Havia anos morava e vivia sozinho. Viúvo e com os filhos emigrados.
Reviu toda sua vida, ou os principais marcos dela, em silêncio, em alguns minutos. Sabia que o fim se aproximava. Cofiou os fios longos e brancos da barba e do belorit direito, como fazia quando se concentrava.
Espanou os pensamentos, limpou a cozinha e dormiu logo depois, profundamente, como um justo.
3 comentários:
Vejo com certo espanto, quase todo dia esses mordomos do dracula perambulando pelas ruas do bom retiro, não gosto do que vejo, são para mim simbolos da aniquilação do povo palestino, simbolo de todas as guerras financiadas por eles, não gosto mesmo, nem da arquitetura pobre erguida por eles no bom retiro. Povo metido a besta porque tem dinheiro.

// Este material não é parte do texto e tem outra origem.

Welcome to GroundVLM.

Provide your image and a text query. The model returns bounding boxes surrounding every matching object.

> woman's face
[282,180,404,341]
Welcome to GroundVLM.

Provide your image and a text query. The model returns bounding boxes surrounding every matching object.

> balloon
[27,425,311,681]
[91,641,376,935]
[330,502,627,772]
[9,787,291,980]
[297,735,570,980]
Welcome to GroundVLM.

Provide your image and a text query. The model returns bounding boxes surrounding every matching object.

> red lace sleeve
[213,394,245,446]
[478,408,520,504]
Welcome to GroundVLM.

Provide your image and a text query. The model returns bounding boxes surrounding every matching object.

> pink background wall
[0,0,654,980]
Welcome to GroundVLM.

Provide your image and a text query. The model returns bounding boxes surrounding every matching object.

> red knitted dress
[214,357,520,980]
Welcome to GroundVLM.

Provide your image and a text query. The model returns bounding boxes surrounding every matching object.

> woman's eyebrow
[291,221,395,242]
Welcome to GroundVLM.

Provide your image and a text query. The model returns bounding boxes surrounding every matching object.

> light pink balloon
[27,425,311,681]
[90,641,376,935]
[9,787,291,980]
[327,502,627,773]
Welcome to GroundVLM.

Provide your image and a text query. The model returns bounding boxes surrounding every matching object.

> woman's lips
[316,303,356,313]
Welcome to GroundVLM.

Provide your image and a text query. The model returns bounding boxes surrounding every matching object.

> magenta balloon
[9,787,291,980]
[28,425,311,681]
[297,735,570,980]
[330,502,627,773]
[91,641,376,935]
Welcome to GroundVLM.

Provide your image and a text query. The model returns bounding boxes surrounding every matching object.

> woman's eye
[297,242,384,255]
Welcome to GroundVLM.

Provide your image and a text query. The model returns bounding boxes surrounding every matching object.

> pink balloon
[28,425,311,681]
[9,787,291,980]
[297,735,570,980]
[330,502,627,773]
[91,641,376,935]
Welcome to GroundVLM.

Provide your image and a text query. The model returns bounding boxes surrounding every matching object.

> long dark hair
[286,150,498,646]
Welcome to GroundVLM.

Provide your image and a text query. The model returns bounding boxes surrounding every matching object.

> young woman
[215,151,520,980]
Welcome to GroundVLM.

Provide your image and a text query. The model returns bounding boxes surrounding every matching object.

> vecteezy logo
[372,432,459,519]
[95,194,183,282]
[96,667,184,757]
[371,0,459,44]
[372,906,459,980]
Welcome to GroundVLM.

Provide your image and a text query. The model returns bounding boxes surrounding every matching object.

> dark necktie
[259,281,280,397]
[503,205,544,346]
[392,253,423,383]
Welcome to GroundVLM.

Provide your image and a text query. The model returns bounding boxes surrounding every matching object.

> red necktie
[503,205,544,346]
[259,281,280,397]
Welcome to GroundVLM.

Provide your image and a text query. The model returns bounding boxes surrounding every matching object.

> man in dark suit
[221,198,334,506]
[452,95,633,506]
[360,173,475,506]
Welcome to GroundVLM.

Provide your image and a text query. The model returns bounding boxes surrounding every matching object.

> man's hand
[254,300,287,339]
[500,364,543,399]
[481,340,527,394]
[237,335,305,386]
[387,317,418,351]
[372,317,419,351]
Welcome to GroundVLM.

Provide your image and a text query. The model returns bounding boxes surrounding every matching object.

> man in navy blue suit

Sérgio, me entenda, sou tão mussulmano quanto judeu, católico e crente para chegar ao meu agnosticismo. Acabo de ver um par desses "pinguins", um deles luzindo a camisa branca ao sol, indo pro serviço do shabat. Mas gosto das personagens, imersas em mistério e alienação. Imersas em um Deus que me foje. Identifico-me com eles e com os velhos que conheci no Marrocos...
Sérgio,
Além do mais: imagine-se vivendo em uma cultura em extinção, apegada a ritos milenares!
É tristíssimo.
Viva o samba e o borogodó!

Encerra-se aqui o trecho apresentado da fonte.